‘Under the garb of charity’
THIS is apropos Muhammad Amir Rana’s article ‘Under the garb of charity’ (Dec 2). The writer critically discussed militancy under different sectarian elements in Pakistan.
These elements are a huge threat to the country’s integrity, as well as to the image of Islam.
The source of their finances is not only charities but many commercial projects. In more recent times publication of misguided and ideologically invalid contents in the form of books and pamphlets is contributing a huge amount.
How unfortunate that a top Islamic philosopher, scientist or intellectual, with proven worth, would be happy with a few thousand copies of his book sold out whereas a book with confused thought from a sectarian group would fetch millions of dollars. This kind of literature usually contains hatred for other sects which indeed sows the seed of militancy and book their place for funds from those members of the sects who cannot actively participate in militant activities directly.

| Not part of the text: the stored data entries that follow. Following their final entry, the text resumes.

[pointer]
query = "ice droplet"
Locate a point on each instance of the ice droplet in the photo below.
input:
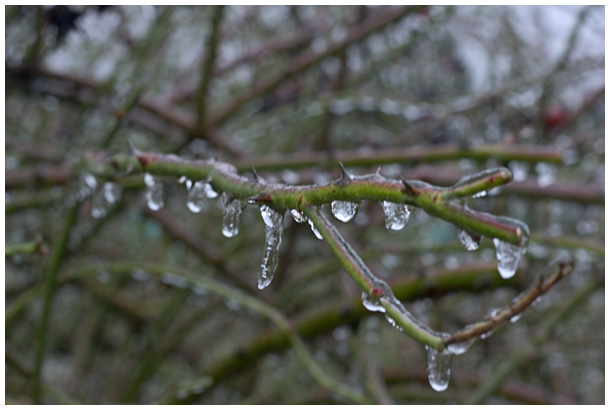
(439, 368)
(197, 197)
(396, 215)
(343, 210)
(209, 191)
(230, 216)
(154, 192)
(470, 243)
(274, 225)
(297, 216)
(459, 347)
(112, 192)
(371, 303)
(314, 230)
(508, 256)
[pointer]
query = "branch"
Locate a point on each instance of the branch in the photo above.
(411, 155)
(539, 287)
(50, 286)
(436, 201)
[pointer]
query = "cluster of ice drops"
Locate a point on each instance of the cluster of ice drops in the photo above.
(396, 218)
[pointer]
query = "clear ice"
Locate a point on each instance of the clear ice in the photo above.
(230, 216)
(154, 192)
(274, 225)
(343, 210)
(196, 199)
(396, 215)
(439, 368)
(469, 242)
(508, 256)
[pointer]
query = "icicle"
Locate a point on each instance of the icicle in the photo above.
(274, 225)
(508, 256)
(459, 347)
(154, 192)
(396, 215)
(196, 199)
(343, 210)
(230, 216)
(112, 192)
(371, 303)
(470, 243)
(439, 368)
(209, 191)
(184, 180)
(314, 230)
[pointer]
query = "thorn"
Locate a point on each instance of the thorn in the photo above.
(345, 176)
(409, 189)
(132, 149)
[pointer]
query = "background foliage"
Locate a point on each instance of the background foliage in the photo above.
(288, 90)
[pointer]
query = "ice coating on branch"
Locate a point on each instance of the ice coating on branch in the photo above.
(154, 192)
(230, 216)
(196, 199)
(209, 191)
(343, 210)
(372, 303)
(300, 218)
(508, 256)
(314, 230)
(459, 347)
(470, 243)
(112, 192)
(396, 215)
(439, 368)
(274, 225)
(297, 216)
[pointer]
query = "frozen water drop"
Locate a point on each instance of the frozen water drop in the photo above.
(508, 256)
(209, 191)
(343, 210)
(314, 230)
(460, 347)
(112, 192)
(297, 216)
(396, 215)
(371, 303)
(196, 199)
(470, 243)
(184, 180)
(154, 192)
(274, 225)
(393, 323)
(439, 368)
(230, 216)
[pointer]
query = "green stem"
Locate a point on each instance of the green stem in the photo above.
(374, 287)
(50, 286)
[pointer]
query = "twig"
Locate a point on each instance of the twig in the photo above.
(50, 286)
(517, 359)
(247, 301)
(434, 200)
(522, 302)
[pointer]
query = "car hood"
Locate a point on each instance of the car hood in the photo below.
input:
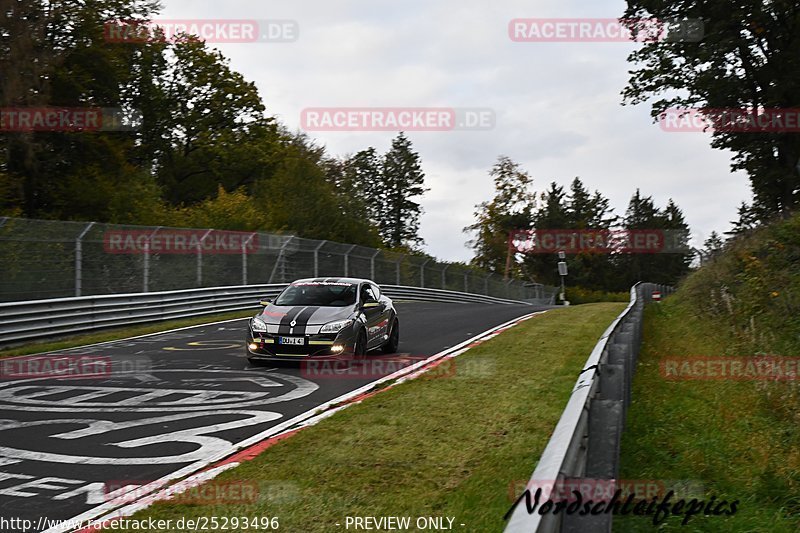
(303, 316)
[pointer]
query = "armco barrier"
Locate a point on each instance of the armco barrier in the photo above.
(41, 319)
(586, 440)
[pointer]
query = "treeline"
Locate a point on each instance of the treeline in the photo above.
(516, 207)
(204, 153)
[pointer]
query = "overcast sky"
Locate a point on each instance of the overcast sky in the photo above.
(557, 105)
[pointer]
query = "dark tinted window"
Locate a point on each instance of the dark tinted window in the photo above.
(367, 294)
(322, 294)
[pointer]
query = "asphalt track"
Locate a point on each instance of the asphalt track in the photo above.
(166, 402)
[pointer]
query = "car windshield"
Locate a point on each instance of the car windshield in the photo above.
(330, 294)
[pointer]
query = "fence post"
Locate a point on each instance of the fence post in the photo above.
(79, 258)
(200, 258)
(316, 258)
(146, 265)
(399, 261)
(372, 265)
(244, 258)
(347, 261)
(422, 273)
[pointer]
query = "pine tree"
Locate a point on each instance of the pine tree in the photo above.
(403, 180)
(509, 210)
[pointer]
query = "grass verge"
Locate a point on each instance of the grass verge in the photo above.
(120, 333)
(440, 446)
(725, 435)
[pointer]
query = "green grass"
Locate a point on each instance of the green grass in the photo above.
(434, 446)
(119, 333)
(736, 438)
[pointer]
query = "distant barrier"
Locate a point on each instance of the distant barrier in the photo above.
(586, 441)
(42, 319)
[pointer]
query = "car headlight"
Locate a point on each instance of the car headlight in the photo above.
(258, 325)
(336, 327)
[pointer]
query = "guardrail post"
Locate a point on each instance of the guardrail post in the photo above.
(200, 258)
(244, 258)
(79, 258)
(146, 268)
(399, 261)
(372, 265)
(347, 261)
(316, 258)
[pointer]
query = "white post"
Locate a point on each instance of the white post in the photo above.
(422, 273)
(399, 261)
(372, 265)
(244, 258)
(347, 261)
(79, 258)
(316, 258)
(200, 258)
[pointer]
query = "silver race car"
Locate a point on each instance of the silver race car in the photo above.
(324, 317)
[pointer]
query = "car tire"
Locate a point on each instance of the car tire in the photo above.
(393, 342)
(360, 347)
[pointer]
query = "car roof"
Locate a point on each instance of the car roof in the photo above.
(354, 281)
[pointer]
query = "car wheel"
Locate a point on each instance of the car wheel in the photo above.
(394, 338)
(360, 348)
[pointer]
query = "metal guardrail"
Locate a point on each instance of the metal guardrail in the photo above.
(25, 321)
(42, 259)
(586, 441)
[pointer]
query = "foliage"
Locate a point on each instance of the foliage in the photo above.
(747, 59)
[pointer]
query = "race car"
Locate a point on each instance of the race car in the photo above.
(324, 317)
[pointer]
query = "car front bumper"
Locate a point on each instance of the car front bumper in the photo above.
(269, 346)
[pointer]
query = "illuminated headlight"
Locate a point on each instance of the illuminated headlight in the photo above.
(336, 327)
(258, 325)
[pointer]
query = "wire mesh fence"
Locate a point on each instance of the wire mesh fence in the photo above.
(42, 259)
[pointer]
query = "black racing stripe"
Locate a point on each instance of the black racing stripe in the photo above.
(302, 319)
(283, 327)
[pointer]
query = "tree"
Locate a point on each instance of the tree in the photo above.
(403, 180)
(215, 124)
(552, 213)
(748, 59)
(587, 211)
(712, 247)
(509, 210)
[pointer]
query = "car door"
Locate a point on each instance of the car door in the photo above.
(374, 315)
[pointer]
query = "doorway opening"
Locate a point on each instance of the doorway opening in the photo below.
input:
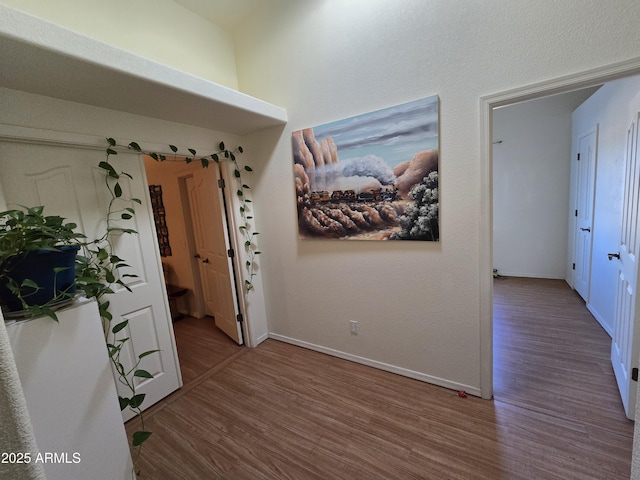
(191, 222)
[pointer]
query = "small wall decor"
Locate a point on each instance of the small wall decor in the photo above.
(370, 177)
(155, 191)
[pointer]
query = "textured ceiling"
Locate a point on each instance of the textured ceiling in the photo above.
(224, 13)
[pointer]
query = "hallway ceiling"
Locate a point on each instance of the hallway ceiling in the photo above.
(227, 14)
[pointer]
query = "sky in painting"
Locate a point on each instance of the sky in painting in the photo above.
(394, 134)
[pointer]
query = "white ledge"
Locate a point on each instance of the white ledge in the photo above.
(43, 58)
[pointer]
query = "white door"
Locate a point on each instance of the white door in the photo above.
(69, 183)
(624, 346)
(586, 171)
(211, 244)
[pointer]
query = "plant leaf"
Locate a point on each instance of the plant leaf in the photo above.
(137, 400)
(124, 402)
(119, 326)
(147, 353)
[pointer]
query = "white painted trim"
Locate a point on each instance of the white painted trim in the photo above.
(441, 382)
(530, 275)
(12, 133)
(568, 83)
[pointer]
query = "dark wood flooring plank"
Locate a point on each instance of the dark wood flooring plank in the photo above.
(283, 412)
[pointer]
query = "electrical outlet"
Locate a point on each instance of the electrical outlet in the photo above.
(353, 325)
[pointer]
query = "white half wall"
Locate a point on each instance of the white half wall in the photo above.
(531, 171)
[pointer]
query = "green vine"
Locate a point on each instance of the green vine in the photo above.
(98, 270)
(104, 263)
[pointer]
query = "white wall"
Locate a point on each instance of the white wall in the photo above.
(21, 111)
(417, 303)
(161, 30)
(611, 108)
(531, 171)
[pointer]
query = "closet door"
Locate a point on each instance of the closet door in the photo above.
(69, 183)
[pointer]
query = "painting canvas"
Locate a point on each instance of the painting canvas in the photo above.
(370, 177)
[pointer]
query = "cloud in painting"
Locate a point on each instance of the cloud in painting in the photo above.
(407, 123)
(353, 173)
(368, 166)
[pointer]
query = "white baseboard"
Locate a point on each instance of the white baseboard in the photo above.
(600, 320)
(260, 339)
(441, 382)
(531, 275)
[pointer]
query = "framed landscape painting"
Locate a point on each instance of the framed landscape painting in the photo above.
(370, 177)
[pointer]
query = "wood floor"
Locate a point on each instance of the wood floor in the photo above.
(283, 412)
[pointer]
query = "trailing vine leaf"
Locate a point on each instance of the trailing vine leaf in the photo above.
(204, 160)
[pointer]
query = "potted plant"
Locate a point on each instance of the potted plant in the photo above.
(37, 261)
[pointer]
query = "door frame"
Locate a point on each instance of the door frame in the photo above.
(254, 325)
(229, 238)
(565, 84)
(574, 223)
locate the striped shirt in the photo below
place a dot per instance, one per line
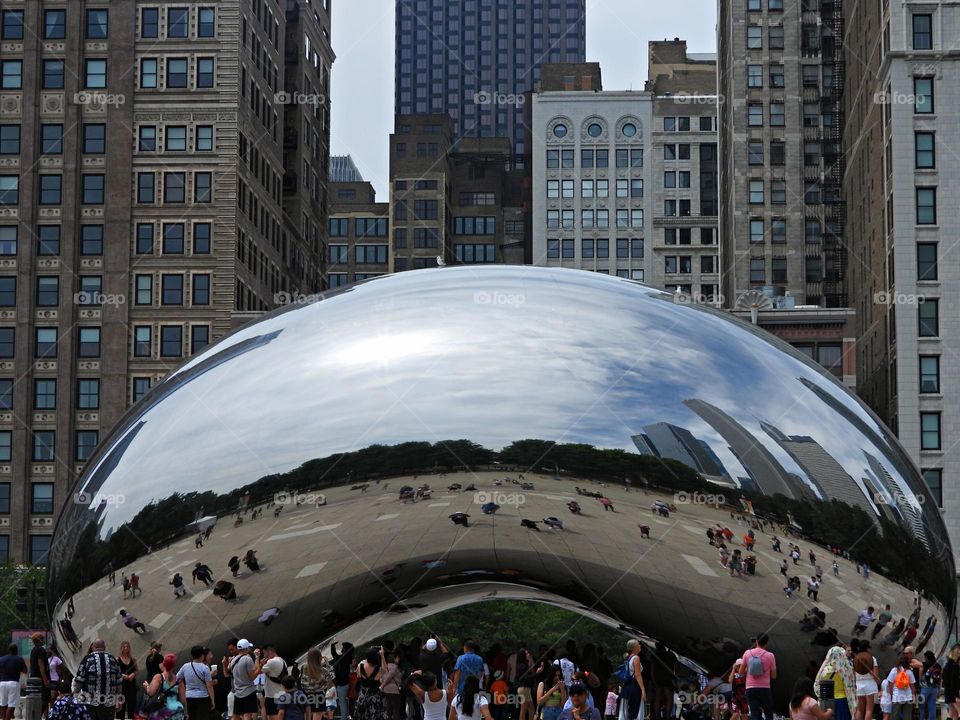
(98, 678)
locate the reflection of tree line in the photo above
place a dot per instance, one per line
(889, 548)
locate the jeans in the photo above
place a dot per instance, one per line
(760, 701)
(928, 703)
(343, 704)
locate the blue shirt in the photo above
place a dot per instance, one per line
(468, 664)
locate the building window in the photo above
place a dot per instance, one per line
(142, 341)
(174, 187)
(94, 138)
(146, 188)
(149, 72)
(88, 394)
(96, 24)
(92, 189)
(51, 138)
(926, 206)
(201, 287)
(923, 97)
(12, 25)
(929, 314)
(141, 386)
(52, 75)
(205, 72)
(934, 479)
(95, 74)
(50, 189)
(199, 338)
(48, 291)
(41, 498)
(89, 343)
(924, 150)
(171, 341)
(176, 72)
(43, 446)
(203, 187)
(86, 443)
(206, 22)
(929, 431)
(929, 373)
(922, 31)
(926, 261)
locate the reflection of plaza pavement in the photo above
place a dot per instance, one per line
(334, 558)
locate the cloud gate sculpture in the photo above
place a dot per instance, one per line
(454, 435)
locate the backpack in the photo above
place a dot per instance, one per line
(902, 680)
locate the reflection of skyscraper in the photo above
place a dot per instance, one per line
(898, 499)
(677, 443)
(826, 474)
(765, 470)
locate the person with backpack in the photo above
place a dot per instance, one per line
(901, 684)
(633, 690)
(803, 702)
(761, 666)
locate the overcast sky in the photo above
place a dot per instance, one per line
(617, 36)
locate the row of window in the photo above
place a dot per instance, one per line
(624, 188)
(88, 346)
(363, 227)
(595, 158)
(594, 219)
(565, 248)
(52, 76)
(683, 264)
(364, 254)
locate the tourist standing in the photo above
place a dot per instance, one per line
(761, 668)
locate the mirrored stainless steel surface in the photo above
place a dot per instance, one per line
(511, 392)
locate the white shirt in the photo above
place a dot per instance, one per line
(899, 695)
(478, 702)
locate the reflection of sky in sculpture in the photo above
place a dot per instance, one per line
(558, 355)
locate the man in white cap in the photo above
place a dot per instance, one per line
(244, 669)
(434, 657)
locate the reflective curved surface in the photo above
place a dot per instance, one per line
(590, 429)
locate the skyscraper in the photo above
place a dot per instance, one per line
(164, 172)
(781, 72)
(476, 59)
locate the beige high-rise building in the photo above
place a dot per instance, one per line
(163, 172)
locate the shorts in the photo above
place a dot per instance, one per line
(9, 693)
(246, 705)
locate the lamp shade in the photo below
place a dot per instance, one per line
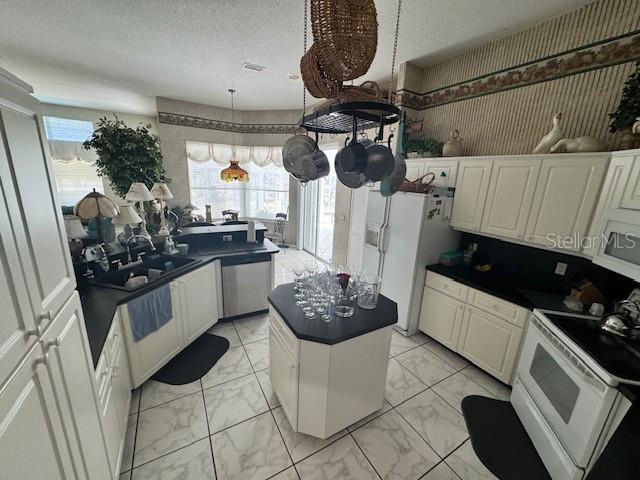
(73, 227)
(95, 205)
(161, 191)
(138, 192)
(127, 216)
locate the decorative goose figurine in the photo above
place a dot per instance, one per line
(554, 136)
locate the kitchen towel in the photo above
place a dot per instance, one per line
(150, 312)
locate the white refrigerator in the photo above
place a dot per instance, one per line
(404, 233)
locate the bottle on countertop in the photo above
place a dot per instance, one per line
(251, 231)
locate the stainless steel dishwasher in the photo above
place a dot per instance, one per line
(246, 282)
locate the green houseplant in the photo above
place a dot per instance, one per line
(628, 110)
(126, 155)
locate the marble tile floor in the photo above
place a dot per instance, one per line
(229, 424)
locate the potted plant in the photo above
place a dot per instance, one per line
(628, 111)
(423, 147)
(126, 155)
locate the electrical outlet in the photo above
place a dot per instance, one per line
(561, 268)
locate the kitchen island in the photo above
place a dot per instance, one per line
(328, 375)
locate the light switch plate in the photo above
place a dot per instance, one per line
(561, 268)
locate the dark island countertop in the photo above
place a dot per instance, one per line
(338, 329)
(99, 304)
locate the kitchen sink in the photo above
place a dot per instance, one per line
(158, 263)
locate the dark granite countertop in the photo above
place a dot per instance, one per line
(338, 329)
(99, 304)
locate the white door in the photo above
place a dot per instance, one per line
(513, 182)
(32, 438)
(71, 368)
(17, 314)
(284, 376)
(490, 343)
(441, 317)
(199, 302)
(471, 193)
(631, 197)
(43, 250)
(564, 200)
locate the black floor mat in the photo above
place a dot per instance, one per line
(500, 440)
(194, 361)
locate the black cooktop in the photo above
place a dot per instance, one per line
(618, 356)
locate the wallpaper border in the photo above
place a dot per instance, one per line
(612, 51)
(211, 124)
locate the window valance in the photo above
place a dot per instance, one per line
(221, 154)
(68, 152)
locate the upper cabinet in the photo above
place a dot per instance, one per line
(40, 238)
(565, 198)
(471, 192)
(511, 189)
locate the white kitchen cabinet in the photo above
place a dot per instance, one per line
(32, 438)
(490, 342)
(565, 198)
(631, 196)
(71, 368)
(40, 236)
(152, 352)
(471, 192)
(441, 317)
(510, 195)
(199, 301)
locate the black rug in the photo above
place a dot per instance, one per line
(194, 361)
(500, 440)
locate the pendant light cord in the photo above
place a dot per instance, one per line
(395, 49)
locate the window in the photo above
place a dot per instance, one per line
(265, 194)
(74, 180)
(66, 129)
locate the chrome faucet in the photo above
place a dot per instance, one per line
(133, 237)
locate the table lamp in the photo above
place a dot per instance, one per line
(97, 206)
(75, 231)
(138, 192)
(161, 192)
(127, 217)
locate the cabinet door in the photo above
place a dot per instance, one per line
(631, 196)
(564, 201)
(471, 193)
(284, 376)
(43, 249)
(17, 314)
(71, 368)
(32, 439)
(440, 317)
(490, 343)
(415, 168)
(152, 352)
(510, 195)
(199, 302)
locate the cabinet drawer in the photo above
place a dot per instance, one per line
(446, 285)
(514, 314)
(288, 339)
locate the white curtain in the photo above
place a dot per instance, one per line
(221, 154)
(69, 152)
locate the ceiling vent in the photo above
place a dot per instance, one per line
(252, 67)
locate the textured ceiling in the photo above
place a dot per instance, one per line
(119, 54)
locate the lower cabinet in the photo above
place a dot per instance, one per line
(442, 317)
(33, 443)
(490, 343)
(484, 329)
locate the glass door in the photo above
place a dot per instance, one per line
(318, 213)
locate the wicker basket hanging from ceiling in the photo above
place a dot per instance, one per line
(346, 36)
(315, 79)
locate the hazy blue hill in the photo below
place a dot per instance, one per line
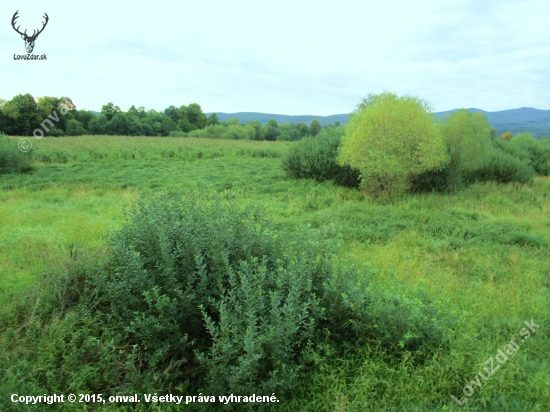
(525, 119)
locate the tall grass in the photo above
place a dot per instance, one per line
(482, 254)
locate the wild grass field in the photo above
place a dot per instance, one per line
(481, 255)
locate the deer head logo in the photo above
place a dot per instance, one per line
(29, 40)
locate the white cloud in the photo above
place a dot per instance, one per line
(288, 57)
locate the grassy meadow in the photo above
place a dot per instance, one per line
(481, 254)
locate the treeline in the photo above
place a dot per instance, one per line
(26, 116)
(392, 145)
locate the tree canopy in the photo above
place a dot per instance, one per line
(390, 140)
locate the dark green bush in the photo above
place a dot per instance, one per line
(177, 133)
(524, 146)
(315, 158)
(442, 180)
(502, 167)
(13, 160)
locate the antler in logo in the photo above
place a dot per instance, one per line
(29, 40)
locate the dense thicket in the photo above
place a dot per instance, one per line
(473, 153)
(200, 292)
(315, 158)
(25, 116)
(13, 160)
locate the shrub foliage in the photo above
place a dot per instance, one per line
(315, 158)
(13, 160)
(391, 140)
(200, 291)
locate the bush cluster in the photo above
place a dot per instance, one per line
(13, 160)
(379, 143)
(315, 158)
(200, 290)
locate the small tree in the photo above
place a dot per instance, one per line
(468, 138)
(315, 127)
(390, 140)
(213, 120)
(75, 128)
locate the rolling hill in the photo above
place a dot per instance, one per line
(525, 119)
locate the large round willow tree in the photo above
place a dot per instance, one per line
(390, 140)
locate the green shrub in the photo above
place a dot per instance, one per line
(215, 131)
(13, 160)
(178, 133)
(444, 180)
(315, 158)
(75, 128)
(502, 167)
(55, 132)
(201, 290)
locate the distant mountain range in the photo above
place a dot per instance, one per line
(525, 119)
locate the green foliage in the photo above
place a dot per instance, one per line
(13, 160)
(213, 120)
(177, 133)
(55, 132)
(284, 137)
(468, 138)
(502, 167)
(506, 136)
(21, 115)
(315, 158)
(478, 253)
(524, 146)
(200, 287)
(110, 110)
(314, 127)
(391, 140)
(302, 128)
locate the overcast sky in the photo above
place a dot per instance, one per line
(285, 57)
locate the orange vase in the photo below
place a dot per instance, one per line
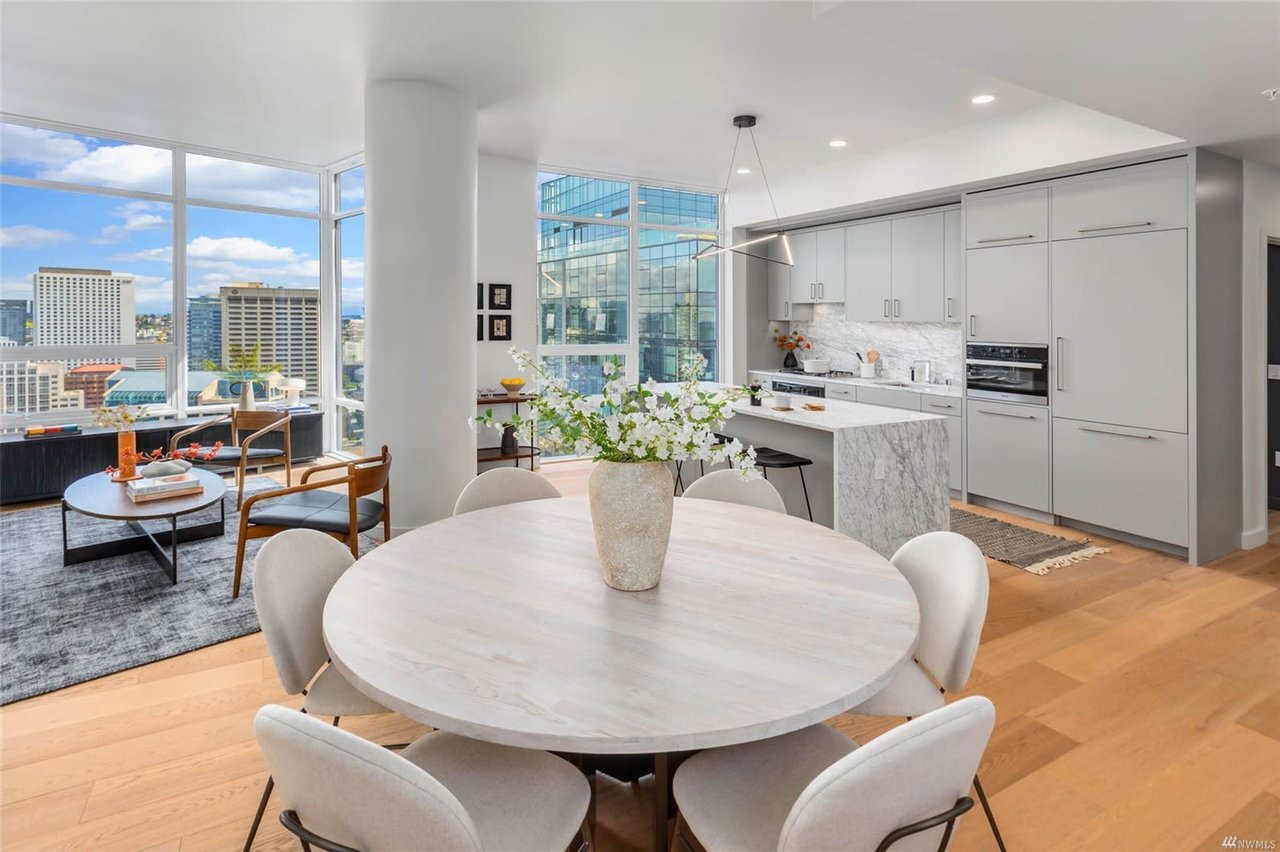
(127, 457)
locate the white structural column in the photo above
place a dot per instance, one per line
(420, 352)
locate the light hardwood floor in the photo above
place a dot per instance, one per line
(1138, 704)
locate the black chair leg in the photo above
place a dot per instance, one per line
(261, 809)
(991, 818)
(808, 508)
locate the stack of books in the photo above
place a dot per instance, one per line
(160, 488)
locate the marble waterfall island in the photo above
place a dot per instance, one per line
(878, 475)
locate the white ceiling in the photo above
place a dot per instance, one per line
(629, 87)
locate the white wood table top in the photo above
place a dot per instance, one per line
(497, 624)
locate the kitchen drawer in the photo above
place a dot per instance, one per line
(891, 397)
(1006, 218)
(1121, 201)
(1133, 480)
(1008, 453)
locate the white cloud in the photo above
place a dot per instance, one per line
(136, 215)
(32, 237)
(238, 248)
(19, 143)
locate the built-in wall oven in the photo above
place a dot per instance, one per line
(1016, 374)
(798, 388)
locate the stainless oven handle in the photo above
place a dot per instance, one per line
(1020, 365)
(1005, 413)
(1060, 365)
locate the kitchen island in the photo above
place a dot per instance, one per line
(878, 475)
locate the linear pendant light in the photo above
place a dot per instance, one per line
(748, 123)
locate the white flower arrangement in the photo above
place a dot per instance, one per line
(635, 422)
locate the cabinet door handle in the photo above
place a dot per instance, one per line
(1060, 365)
(1133, 224)
(1005, 239)
(1107, 431)
(1005, 413)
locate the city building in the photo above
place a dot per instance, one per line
(16, 320)
(92, 380)
(82, 307)
(35, 386)
(204, 331)
(284, 321)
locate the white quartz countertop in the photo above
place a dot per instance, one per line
(836, 417)
(892, 384)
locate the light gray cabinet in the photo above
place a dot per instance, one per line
(1121, 201)
(1006, 293)
(952, 307)
(1006, 218)
(868, 271)
(1006, 456)
(1125, 479)
(1119, 352)
(891, 397)
(782, 307)
(918, 269)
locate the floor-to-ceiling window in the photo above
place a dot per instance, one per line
(617, 278)
(135, 271)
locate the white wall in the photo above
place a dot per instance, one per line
(1261, 221)
(506, 244)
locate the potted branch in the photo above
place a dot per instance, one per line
(242, 371)
(634, 431)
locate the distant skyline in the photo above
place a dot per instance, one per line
(59, 228)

Everyone knows that nearly all these sectarian groups have their different teams like Team A is involved in preaching rather inducing its own Islamic perceptions; Team B protects its political objectives; Team C involves in community interactions through charities and Team D goes t any extent if sectarian lust is at stake.
In fact, any group preaching sectarian divide among Muslims is doing business in the name of Islam. Moreover, millions of children in Pakistan below the age of 16 are falling easy prey to these egoistic sectarian elements in so-called ‘madressahs’ where they learn to hate others and the only skill they develop is either begging from door to door for food or they become part of the militant wing.
Grabbing land through building mosques on public or private properties is a common practice that is even not probed by state agencies or civil society.
Finally, the most threatening aspect of this sectarian religiosity is that they market their false imagination about Islam and blackmail the community for funds and properties.
Even various regimes in Pakistan have not taken a stand or responded to such sensitive issues, thinking that it could affect their political mandate.
Intellectuals have cornered themselves to avoid the flames of sectarian religiosity. In fact, everyone has taken a position to save his skin and watch the societal decay in Pakistan. The country looks like a snake eating itself through its tail.